On Wednesday, we got a look at the state of our country’s infrastructure. The report looks at the current physical state of airports, the Capitol required to maintain and improve, plus the current ability to compete with other transportation sectors.
Overall, the nation passed with a C-.
Before the COVID-19 pandemic, aviation was a rapidly growing sector of the transportation industry, but the recent report card from the American Society of Civil Engineers put the country’s aviation infrastructure well below average, with a D+.
North Carolina, however, is outpacing the nationwide rating given by the American Society of Civil Engineers.
You can see the growth at Charlotte Douglas Airport where the projects seem never-ending, even in the face of COVID and fewer passengers taking to the skies. There are also 71 other public airports in North Carolina that are keeping the state moving.
“We are absolutely making the investments that we need to keep improving aviation in North Carolina. Before the COVID-19 pandemic, it was a rapidly growing sector of the transportation industry,” said James Pearce, with NCDOT’s Aviation Division.

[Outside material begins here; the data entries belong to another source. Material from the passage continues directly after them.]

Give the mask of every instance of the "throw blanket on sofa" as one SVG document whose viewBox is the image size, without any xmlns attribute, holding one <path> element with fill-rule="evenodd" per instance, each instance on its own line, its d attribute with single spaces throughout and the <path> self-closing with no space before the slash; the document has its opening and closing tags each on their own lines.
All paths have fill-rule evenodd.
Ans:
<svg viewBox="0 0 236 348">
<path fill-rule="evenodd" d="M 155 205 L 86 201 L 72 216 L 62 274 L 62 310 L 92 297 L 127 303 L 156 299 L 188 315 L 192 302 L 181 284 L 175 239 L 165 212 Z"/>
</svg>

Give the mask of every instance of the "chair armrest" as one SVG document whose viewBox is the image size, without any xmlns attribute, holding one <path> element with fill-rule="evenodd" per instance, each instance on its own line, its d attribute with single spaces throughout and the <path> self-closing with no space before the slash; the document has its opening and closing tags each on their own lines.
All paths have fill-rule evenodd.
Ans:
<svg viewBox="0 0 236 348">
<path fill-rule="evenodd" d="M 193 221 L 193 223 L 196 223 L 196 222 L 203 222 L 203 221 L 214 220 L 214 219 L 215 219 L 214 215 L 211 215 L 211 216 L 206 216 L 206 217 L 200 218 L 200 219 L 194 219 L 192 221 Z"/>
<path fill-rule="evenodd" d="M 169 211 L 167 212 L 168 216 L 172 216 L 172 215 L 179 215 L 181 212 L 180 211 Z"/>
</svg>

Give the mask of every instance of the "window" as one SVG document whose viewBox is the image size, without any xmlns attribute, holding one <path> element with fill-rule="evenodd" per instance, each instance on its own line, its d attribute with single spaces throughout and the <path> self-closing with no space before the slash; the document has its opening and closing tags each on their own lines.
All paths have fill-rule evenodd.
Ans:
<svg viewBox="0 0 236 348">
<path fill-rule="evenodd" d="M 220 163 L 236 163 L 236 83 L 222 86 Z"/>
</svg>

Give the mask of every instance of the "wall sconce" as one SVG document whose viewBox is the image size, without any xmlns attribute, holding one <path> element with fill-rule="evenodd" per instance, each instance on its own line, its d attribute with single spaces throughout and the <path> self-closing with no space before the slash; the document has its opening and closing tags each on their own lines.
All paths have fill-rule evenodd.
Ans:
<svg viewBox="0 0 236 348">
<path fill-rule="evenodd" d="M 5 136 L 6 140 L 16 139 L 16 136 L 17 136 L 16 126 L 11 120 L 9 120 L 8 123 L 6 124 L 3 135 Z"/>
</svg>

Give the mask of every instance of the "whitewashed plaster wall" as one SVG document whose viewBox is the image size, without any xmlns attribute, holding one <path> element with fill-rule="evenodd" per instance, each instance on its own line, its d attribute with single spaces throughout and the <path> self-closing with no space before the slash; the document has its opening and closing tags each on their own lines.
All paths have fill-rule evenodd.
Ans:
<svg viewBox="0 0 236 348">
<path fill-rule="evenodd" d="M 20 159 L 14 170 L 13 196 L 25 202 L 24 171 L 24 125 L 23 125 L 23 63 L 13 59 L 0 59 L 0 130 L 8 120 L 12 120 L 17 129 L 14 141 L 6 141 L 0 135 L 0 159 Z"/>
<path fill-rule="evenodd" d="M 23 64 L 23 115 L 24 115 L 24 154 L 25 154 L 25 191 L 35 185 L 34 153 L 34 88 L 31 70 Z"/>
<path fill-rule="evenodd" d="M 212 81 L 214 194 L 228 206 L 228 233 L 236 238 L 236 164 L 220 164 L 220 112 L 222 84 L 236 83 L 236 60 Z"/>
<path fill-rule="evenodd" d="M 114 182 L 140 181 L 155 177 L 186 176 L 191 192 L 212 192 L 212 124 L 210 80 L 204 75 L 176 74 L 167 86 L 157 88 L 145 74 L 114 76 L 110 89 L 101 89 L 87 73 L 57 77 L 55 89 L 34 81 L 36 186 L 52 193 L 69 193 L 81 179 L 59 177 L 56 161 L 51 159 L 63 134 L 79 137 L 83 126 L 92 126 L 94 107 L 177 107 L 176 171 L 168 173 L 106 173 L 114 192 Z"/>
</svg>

In Charlotte, major improvements started in 2007 with the construction of runway 18-right and 36-left back in 2007. Since then we’ve seen terminal expansions, roadway projects, and plans for another new runway and other improvements totaling more than $3 billion.
But what about those 71 other, smaller airports?
“Obviously we’ve seen passenger traffic drop off, but we’ve seen increases in stuff like business aviation and air-care. It’s these airports like the Charlotte-Monroe Executive, Gaston County, Shelby-Cleveland County and Concord that are really important to their communities and have a massive economic impact,” Pearce said.
He added that North Carolina continues to help the air sector invest in technology for the future, like drone deliveries of medical supplies.
“We want to make sure our state is always on the cutting edge of aviation technology,” Pearce said.
Because in North Carolina, first in flight isn’t what we were, it’s what we are.